Last month, it was revealed First Nations children - some as young as 11 - were strip-searched by NSW police at a higher rate, and at a younger age, than non-Indigenous children.

Of the 1532 children aged between 11 and 17 strip-searched by police between 2017 and 2023, 689 (45 per cent) were First Nations, a police accountability dashboard, launched by RLC, revealed.

Two of the Aboriginal children strip-searched were just 11 years old.

"The statistics tell a compelling story, highlighting the disproportionate use of police powers against First Nations people," Ms Lee said at the time.

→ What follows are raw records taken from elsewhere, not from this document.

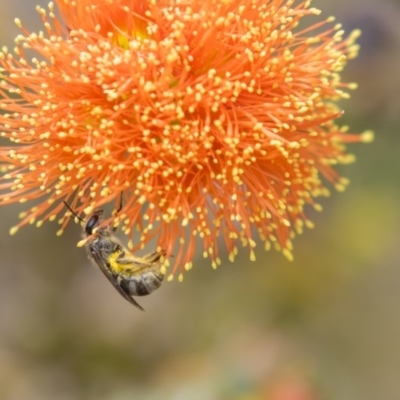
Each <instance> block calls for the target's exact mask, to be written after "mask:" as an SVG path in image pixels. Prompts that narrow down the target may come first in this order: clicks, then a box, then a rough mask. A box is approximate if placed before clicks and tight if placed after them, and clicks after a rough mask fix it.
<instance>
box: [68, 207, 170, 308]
mask: <svg viewBox="0 0 400 400" xmlns="http://www.w3.org/2000/svg"><path fill="white" fill-rule="evenodd" d="M64 204H65V205H66V207H67V208H68V209H69V210H70V211H71V213H72V214H73V215H74V216H75V217H77V218H78V219H79V220H80V221H81V222H84V223H85V221H83V220H82V219H81V218H80V217H79V216H78V215H76V213H75V212H74V211H73V210H72V209H71V207H70V206H69V205H68V204H67V203H66V202H64ZM121 208H122V202H121V207H120V208H119V210H118V211H120V209H121ZM118 211H117V213H118ZM102 215H103V210H97V211H94V212H93V213H92V214H91V215H90V216H89V217H88V219H87V221H86V223H85V226H84V228H83V236H84V238H85V239H86V240H85V248H86V251H87V253H88V256H89V258H90V259H91V260H92V261H93V262H94V263H95V264H96V265H97V266H98V267H99V268H100V270H101V271H102V272H103V274H104V275H105V276H106V277H107V279H108V280H109V281H110V282H111V283H112V285H113V286H114V287H115V289H117V291H118V292H119V294H120V295H121V296H122V297H123V298H124V299H126V300H127V301H129V302H130V303H131V304H133V305H134V306H136V307H137V308H139V310H142V311H144V309H143V308H142V307H141V306H140V305H139V304H138V303H137V302H136V300H135V299H134V298H133V296H146V295H148V294H150V293H152V292H154V290H156V289H158V288H159V287H160V286H161V283H162V281H163V279H164V275H165V268H163V258H164V255H165V252H163V251H160V252H159V251H155V252H153V253H150V254H147V255H145V256H143V257H137V256H134V255H133V254H132V253H130V252H129V251H128V250H127V249H126V248H125V247H124V246H123V245H122V244H121V243H120V241H119V240H118V238H117V237H116V236H115V235H114V232H115V230H116V228H115V227H112V226H110V225H104V226H100V222H101V217H102Z"/></svg>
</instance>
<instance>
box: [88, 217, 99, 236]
mask: <svg viewBox="0 0 400 400" xmlns="http://www.w3.org/2000/svg"><path fill="white" fill-rule="evenodd" d="M98 223H99V216H98V215H92V216H91V217H90V218H89V221H88V222H87V223H86V226H85V233H86V235H88V236H90V235H91V234H92V233H93V229H94V228H95V227H96V226H97V225H98Z"/></svg>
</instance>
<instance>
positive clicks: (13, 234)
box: [10, 226, 19, 236]
mask: <svg viewBox="0 0 400 400" xmlns="http://www.w3.org/2000/svg"><path fill="white" fill-rule="evenodd" d="M18 230H19V227H18V226H13V227H12V228H11V229H10V235H11V236H13V235H15V234H16V233H17V232H18Z"/></svg>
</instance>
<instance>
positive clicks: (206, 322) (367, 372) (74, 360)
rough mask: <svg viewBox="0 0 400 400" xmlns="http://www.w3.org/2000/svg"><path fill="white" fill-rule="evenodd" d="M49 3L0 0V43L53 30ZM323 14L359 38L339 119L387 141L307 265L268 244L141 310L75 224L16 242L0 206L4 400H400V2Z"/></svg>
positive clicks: (370, 164)
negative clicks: (47, 8) (121, 287)
mask: <svg viewBox="0 0 400 400" xmlns="http://www.w3.org/2000/svg"><path fill="white" fill-rule="evenodd" d="M37 3H42V5H45V4H46V3H47V1H40V2H39V1H37V0H36V1H31V0H25V1H24V0H14V1H12V2H11V1H9V0H0V10H1V14H0V21H1V25H0V42H1V43H2V44H7V45H8V46H9V47H13V45H12V43H13V38H14V37H15V36H16V35H17V34H18V33H19V32H18V29H17V28H16V27H15V26H14V24H13V22H12V21H13V19H14V17H16V16H18V17H20V18H21V20H22V21H23V24H24V26H25V27H27V28H28V29H29V30H35V31H37V30H40V29H42V26H41V23H40V20H39V17H38V16H37V14H36V13H35V11H34V9H35V5H36V4H37ZM313 5H314V6H315V7H318V8H321V9H322V12H323V16H325V17H327V16H329V15H335V16H336V17H337V21H339V22H342V23H343V25H344V27H345V29H346V30H347V32H349V31H350V30H351V29H353V28H361V29H362V31H363V36H362V37H361V38H360V40H359V43H360V44H361V45H362V49H361V53H360V56H359V57H358V58H357V59H356V60H353V61H351V63H350V64H349V66H348V68H347V69H346V71H345V74H344V79H345V80H347V81H356V82H358V83H359V85H360V86H359V89H358V90H357V91H356V92H354V93H353V95H352V98H351V100H350V101H347V102H345V103H344V104H343V107H344V108H345V110H346V114H345V117H344V118H343V123H344V124H349V125H350V126H351V130H352V131H354V132H357V131H358V132H361V131H363V130H366V129H373V130H374V131H375V134H376V139H375V142H374V143H373V144H368V145H364V144H363V145H361V144H360V145H353V146H352V147H351V148H350V151H351V152H353V153H355V154H356V155H357V162H356V163H355V164H352V165H349V166H346V167H345V168H342V169H341V171H342V172H343V175H344V176H347V177H349V178H350V180H351V182H352V183H351V185H350V186H349V188H348V189H347V190H346V192H345V193H343V194H339V193H336V192H333V195H332V196H331V197H330V198H329V199H325V200H323V201H322V203H323V206H324V211H323V212H322V213H318V214H315V215H312V219H313V221H314V222H315V228H314V229H313V230H308V231H306V232H305V233H304V234H303V235H302V236H301V237H298V238H297V239H296V240H295V243H294V245H295V252H294V256H295V260H294V261H293V262H291V263H289V262H287V261H286V259H285V258H284V257H282V256H281V255H280V254H277V253H274V252H269V253H265V252H264V251H263V250H262V249H261V246H260V249H259V251H258V253H257V262H254V263H252V262H250V261H248V253H247V251H246V249H244V250H243V251H242V252H241V253H240V254H239V257H238V258H237V260H236V261H235V263H234V264H231V263H230V262H229V261H228V260H227V257H226V256H224V259H223V263H222V266H220V267H219V269H218V270H217V271H214V270H212V268H211V267H210V266H209V261H208V260H205V261H204V260H203V259H202V258H201V257H199V258H198V259H196V261H195V268H193V270H192V271H190V272H189V273H187V274H186V276H185V280H184V282H183V283H178V282H177V281H174V282H172V283H165V284H164V285H163V286H162V287H161V289H160V290H159V291H157V292H155V293H154V294H153V295H152V296H149V297H148V298H143V299H140V303H141V304H142V305H143V306H144V307H145V309H146V312H145V313H140V312H139V311H138V310H137V309H135V308H133V307H132V306H131V305H129V304H128V303H127V302H126V301H124V300H123V299H122V298H121V297H120V296H119V295H118V294H117V293H116V292H115V290H114V289H113V288H112V286H111V285H110V284H109V283H108V282H107V281H106V280H105V279H104V277H103V276H102V274H101V273H100V272H99V271H98V270H96V269H95V268H93V267H92V266H91V265H90V263H89V261H88V260H87V257H86V255H85V252H84V250H83V249H78V248H76V242H77V240H78V238H79V237H80V227H79V226H74V225H71V226H70V227H69V228H68V229H67V231H66V233H65V234H64V235H63V236H62V237H60V238H58V237H56V236H55V232H56V230H57V229H58V228H57V225H55V224H45V226H43V227H42V228H40V229H38V228H36V227H34V226H28V227H27V228H24V229H22V230H21V231H20V232H19V233H18V234H17V235H16V236H14V237H10V236H9V235H8V230H9V228H10V227H11V226H13V225H15V223H16V221H17V215H18V212H19V211H22V210H23V207H22V206H19V205H18V206H9V207H3V208H1V209H0V220H1V227H2V229H1V231H0V249H1V253H0V254H1V258H0V399H7V400H20V399H23V400H36V399H37V400H42V399H56V400H69V399H71V400H75V399H85V400H86V399H89V400H92V399H93V400H94V399H101V400H102V399H104V400H126V399H143V400H152V399H171V400H172V399H173V400H197V399H198V400H230V399H233V400H236V399H237V400H258V399H266V400H320V399H324V400H325V399H332V400H336V399H338V400H339V399H340V400H396V399H400V316H399V308H400V307H399V306H400V269H399V261H400V253H399V250H398V249H399V247H400V242H399V239H400V212H399V205H400V182H399V181H400V179H399V178H400V174H399V172H400V168H399V167H400V146H399V140H398V135H399V132H398V130H399V126H400V62H399V61H400V60H399V59H400V3H399V2H398V1H394V0H393V1H389V0H382V1H379V0H353V1H351V2H350V1H348V0H334V1H333V0H325V1H323V0H320V1H315V2H314V3H313Z"/></svg>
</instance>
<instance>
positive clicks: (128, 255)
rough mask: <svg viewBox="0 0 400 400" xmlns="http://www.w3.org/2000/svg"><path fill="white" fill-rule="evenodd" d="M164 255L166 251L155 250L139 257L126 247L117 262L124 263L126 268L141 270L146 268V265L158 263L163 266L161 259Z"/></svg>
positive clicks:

For people of all ages subject to strip-search by NSW police, 25.5 per cent were First Nations, with the numbers trending upwards after decreasing during the pandemic.

First Nations people were strip-searched more widely across regional NSW compared to non-Indigenous people, who were mainly searched in the Sydney region, as well as coastal areas.

Taree and Dubbo in regional NSW, and Surrey Hills in Sydney, recorded the highest number of strip-searches on First Nations people, whilst in the towns of Bourke, Coonamble, and West Kempsey, over 70 per cent of people strip-searched were First Nations people,

On Tuesday, RLC called on the NSW government to take "immediate action to reform strip search laws," arguing they are routinely applied by NSW Police despite being intended for exceptional circumstances only.

The RLC, along with Slater & Gordon, have launched a class action challenging the legality of NSW Police strip-searching children at music festivals over a six-year period.

National Indigenous Times understands some of the plaintiffs who have joined the class actions are First Nations.

Despite attempts by the NSW government to have the motion thrown out due to insufficient common issues between all the people who were subjected to strip searches, it is scheduled to take place next year.